In general, Bennett said, the Pinellas Realtor Organization provides "high value" to its nearly 8,000 members through professional development classes, sales and price statistics, a magazine and other services. He called its dues "very reasonable" and said they haven’t risen much in two decades.

But Brazier and other agents note that the Realtor dues aren’t the only fees that agents must come up with each year. They also must pay for access to the Multiple Listing Service, without which it is nearly impossible to work as a real estate agent.

"It starts to get a little pricey when you add that on top," says Heath McCoy, an agent in Hillsborough County.

As a member of Greater Tampa Realtors, McCoy pays $324 each year to use the MLS. And there’s more. Agents must also buy "lock boxes’’— they cost around $130 new — to put on the door of each property they list so other agents can get in for showings. And then they have to pay fees to unlock the lock boxes.

Kathy Presley, another Hillsborough agent, moved to Florida from Oklahoma where lock boxes were free to dues-paying Realtors.

In Florida, the Realtor fees "seem kind of high," she said, "but what do you do?"

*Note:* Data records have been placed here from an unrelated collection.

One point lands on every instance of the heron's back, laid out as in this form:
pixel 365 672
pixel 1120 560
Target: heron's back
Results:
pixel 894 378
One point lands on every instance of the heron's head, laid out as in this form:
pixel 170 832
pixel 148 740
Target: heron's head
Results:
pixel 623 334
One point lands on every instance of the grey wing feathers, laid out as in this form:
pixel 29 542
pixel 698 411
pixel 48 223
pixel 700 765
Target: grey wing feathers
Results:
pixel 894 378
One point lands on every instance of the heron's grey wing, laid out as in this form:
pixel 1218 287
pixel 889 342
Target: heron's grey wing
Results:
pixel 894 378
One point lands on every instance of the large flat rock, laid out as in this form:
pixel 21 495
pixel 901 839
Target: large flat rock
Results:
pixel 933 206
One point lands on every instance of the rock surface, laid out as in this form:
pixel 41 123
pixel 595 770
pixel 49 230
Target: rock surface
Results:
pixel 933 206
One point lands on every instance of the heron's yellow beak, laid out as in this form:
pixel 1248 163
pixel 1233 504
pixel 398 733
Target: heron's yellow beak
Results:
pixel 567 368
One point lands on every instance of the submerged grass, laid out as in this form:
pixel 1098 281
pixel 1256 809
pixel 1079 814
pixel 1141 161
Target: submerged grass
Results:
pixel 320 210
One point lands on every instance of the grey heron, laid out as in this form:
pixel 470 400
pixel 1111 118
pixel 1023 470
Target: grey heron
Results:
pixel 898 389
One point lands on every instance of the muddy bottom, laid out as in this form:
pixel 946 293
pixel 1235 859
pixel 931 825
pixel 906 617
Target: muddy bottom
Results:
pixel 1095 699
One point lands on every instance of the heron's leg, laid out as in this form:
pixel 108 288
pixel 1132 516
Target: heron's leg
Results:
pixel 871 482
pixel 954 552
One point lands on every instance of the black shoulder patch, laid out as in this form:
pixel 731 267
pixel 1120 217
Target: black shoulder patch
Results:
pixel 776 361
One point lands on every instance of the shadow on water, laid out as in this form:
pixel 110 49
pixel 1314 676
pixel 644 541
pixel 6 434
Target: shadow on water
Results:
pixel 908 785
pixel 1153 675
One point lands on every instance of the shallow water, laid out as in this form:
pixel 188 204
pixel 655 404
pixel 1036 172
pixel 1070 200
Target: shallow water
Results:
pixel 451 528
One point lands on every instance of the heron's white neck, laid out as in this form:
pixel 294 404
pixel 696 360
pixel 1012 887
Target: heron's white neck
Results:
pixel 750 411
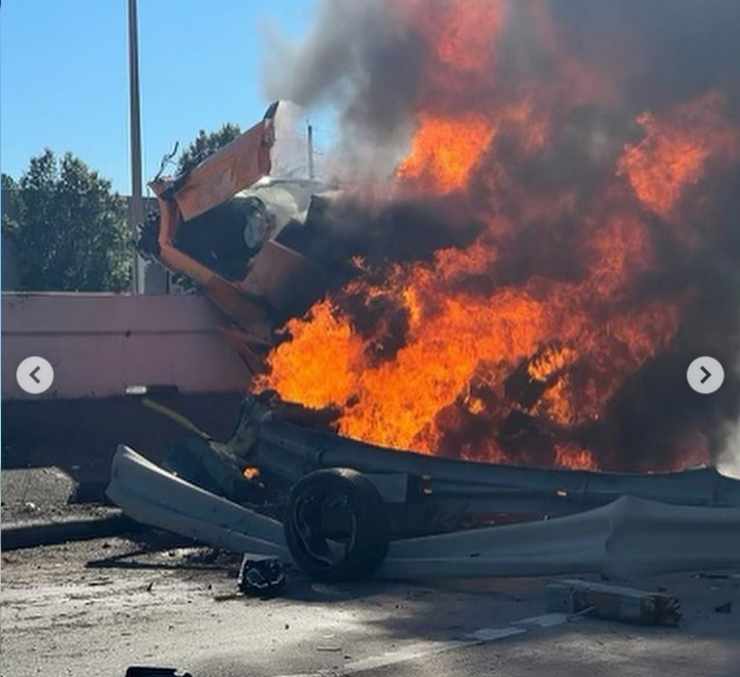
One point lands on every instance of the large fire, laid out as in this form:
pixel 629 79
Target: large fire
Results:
pixel 514 347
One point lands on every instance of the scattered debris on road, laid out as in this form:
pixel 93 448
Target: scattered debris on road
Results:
pixel 611 602
pixel 263 577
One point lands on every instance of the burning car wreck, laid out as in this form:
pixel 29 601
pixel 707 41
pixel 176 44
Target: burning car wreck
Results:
pixel 499 333
pixel 350 509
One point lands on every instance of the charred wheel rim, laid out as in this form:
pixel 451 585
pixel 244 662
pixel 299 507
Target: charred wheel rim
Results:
pixel 336 526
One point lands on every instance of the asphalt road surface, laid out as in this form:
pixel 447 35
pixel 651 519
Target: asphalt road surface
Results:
pixel 157 604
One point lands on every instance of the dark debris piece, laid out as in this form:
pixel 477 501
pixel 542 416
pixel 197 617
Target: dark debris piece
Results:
pixel 261 577
pixel 148 671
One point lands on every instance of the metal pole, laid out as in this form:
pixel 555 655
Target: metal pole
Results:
pixel 136 208
pixel 310 152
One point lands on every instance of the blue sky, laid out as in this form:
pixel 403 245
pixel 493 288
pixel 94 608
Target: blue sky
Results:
pixel 64 75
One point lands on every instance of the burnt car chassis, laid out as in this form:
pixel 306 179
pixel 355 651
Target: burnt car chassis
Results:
pixel 342 509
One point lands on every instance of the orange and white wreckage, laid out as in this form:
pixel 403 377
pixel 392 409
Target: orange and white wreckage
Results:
pixel 286 485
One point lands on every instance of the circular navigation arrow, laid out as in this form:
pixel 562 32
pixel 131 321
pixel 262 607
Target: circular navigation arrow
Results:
pixel 34 375
pixel 705 375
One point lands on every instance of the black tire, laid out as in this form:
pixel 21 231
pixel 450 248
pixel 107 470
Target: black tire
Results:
pixel 336 525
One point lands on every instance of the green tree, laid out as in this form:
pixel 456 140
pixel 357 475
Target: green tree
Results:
pixel 206 144
pixel 68 228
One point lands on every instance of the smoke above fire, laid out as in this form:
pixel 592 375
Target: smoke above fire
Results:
pixel 559 235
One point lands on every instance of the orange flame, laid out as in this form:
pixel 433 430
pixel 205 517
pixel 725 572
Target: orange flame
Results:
pixel 552 350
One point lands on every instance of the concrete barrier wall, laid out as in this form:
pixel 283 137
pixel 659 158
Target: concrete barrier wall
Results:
pixel 99 344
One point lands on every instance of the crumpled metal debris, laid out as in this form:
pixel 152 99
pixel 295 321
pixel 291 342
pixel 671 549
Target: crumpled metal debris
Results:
pixel 148 671
pixel 261 577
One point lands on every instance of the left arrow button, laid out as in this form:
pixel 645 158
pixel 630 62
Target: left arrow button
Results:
pixel 35 375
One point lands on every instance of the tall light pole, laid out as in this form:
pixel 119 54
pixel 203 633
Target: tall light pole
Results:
pixel 136 206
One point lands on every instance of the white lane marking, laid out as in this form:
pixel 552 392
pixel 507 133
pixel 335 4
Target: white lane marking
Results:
pixel 423 649
pixel 491 634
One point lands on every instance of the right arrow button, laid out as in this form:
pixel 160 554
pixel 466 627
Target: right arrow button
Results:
pixel 705 375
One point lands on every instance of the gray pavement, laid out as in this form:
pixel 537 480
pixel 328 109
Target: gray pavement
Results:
pixel 176 606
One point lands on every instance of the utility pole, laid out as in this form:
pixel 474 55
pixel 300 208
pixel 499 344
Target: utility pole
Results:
pixel 136 207
pixel 310 153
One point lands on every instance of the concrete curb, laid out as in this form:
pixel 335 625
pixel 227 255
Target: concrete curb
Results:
pixel 32 534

The local, state and national Realtor organizations are non-profits that are required to file detailed annual reports with the IRS. According to their most recent filings, for the 2015 tax year, all are operating well in the black, with millions of dollars more in assets than in liabilities.

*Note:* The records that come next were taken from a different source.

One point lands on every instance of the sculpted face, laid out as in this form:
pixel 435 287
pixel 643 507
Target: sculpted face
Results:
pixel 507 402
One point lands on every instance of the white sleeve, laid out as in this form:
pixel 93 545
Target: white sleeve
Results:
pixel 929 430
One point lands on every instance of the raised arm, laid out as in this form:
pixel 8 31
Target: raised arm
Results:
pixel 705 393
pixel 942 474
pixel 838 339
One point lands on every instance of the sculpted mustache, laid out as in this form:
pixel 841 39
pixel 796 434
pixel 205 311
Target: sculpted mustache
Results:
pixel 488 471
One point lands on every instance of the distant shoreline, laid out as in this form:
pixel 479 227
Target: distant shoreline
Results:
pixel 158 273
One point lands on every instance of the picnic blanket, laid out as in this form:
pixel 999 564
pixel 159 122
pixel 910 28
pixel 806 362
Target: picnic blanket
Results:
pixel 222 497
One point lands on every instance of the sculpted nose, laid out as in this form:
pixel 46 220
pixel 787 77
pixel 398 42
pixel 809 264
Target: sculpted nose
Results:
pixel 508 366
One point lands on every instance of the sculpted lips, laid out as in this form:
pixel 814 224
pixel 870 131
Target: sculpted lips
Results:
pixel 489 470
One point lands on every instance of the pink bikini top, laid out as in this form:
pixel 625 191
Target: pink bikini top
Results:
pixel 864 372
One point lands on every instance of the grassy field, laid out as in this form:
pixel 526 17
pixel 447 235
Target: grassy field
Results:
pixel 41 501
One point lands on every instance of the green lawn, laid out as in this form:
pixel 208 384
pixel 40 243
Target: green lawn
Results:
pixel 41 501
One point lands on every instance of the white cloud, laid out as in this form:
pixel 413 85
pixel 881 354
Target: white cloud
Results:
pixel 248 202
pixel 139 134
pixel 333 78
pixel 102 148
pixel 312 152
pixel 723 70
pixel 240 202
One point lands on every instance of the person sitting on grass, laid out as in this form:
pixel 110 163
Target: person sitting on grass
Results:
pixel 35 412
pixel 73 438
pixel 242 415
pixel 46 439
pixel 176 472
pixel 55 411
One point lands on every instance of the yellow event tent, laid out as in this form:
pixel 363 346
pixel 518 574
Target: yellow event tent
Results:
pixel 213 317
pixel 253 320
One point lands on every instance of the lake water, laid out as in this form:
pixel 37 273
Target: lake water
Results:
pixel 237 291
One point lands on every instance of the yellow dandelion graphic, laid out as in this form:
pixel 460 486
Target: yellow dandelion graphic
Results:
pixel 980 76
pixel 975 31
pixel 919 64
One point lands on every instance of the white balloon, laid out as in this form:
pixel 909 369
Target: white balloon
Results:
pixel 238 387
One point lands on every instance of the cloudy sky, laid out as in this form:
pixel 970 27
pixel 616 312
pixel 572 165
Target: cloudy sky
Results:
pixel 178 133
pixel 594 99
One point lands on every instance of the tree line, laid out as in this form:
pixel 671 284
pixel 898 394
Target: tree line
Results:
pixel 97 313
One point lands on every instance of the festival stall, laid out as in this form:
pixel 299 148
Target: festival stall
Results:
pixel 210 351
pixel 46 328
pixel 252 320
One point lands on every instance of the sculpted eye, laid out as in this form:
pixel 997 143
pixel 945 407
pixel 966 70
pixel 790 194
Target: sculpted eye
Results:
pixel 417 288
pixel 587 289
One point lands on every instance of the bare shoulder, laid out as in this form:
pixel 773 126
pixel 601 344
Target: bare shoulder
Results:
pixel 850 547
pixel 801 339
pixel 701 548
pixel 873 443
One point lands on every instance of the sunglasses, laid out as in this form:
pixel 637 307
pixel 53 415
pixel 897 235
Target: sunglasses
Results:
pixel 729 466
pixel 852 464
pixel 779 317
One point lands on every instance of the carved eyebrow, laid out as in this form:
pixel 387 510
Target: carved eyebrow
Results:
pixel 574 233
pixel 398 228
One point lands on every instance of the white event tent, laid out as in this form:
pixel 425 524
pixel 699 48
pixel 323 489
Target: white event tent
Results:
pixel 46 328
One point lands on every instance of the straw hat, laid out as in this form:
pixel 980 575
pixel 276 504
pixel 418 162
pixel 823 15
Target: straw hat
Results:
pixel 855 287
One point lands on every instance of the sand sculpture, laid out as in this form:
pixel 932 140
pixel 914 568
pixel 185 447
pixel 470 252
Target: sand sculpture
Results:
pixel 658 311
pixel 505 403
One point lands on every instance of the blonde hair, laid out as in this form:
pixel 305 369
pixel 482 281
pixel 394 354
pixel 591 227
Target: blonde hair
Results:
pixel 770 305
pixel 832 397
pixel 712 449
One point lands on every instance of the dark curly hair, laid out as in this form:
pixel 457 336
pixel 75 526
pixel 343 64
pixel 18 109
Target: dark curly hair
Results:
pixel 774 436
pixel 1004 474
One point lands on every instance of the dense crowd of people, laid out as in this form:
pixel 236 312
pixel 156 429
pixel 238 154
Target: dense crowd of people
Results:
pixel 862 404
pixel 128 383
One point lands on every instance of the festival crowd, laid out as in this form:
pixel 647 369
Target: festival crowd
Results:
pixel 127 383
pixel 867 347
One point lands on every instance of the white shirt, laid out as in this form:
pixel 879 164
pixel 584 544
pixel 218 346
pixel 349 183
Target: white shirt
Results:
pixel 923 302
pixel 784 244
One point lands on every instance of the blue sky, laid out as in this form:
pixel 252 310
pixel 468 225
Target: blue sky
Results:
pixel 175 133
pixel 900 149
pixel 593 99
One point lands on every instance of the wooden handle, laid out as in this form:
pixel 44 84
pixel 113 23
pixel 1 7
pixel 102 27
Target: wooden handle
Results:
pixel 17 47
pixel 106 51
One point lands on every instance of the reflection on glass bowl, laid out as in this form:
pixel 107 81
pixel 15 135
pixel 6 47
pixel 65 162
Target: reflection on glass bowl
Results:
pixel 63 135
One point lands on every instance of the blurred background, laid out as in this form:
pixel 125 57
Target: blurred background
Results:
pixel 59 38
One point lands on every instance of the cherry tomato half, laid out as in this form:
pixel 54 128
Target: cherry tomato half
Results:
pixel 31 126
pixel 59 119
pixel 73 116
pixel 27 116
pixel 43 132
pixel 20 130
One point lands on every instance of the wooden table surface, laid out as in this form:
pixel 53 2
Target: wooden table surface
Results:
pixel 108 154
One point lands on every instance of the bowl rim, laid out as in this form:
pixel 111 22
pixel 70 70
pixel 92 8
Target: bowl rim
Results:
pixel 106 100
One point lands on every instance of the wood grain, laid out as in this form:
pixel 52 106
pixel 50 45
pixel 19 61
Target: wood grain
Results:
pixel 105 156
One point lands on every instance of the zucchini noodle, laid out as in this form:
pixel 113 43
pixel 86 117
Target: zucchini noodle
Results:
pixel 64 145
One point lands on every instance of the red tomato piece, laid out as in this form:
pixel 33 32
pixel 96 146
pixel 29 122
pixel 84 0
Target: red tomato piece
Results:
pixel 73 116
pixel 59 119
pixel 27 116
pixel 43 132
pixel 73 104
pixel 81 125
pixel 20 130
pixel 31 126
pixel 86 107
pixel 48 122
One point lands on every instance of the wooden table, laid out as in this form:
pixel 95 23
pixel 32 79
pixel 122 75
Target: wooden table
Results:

Florida Realtors, for example, which collects about $130 every year from each of its 170,000-plus members, had $28.3 million in assets and just $6.4 million in liabilities in 2015. CEO William Martin made $373,390 that year.

The organization — which calls itself "The Voice for Florida Real Estate in Florida" — compiles sales and prices statistics from around the state, publishes a monthly magazine and lobbies lawmakers on issues affecting the housing business. Among what it touted as its "big wins" this year was helping put a constitutional amendment on the 2018 ballot that would result in additional homestead tax exemptions.

Not all agents bristle when it comes time to pay their dues.

"I think for what we get with the association, they are fair," said Alex Saudi, a member of Greater Tampa Realtors.

Tampa agent Karen Fate goes even further when asked about the dues.

"I feel they should be higher to weed out those who are not in the profession full time," said Fate, a Realtor since 2001. Nor does she agree with the argument that the dues are especially onerous on new agents.

"That’s part of what you should know going into it," Fate said. "Any Realtor who starts in this profession should have three to six months minimum (of savings) set aside in addition to an operating budget. If you can’t do that, this is not a business you should be in."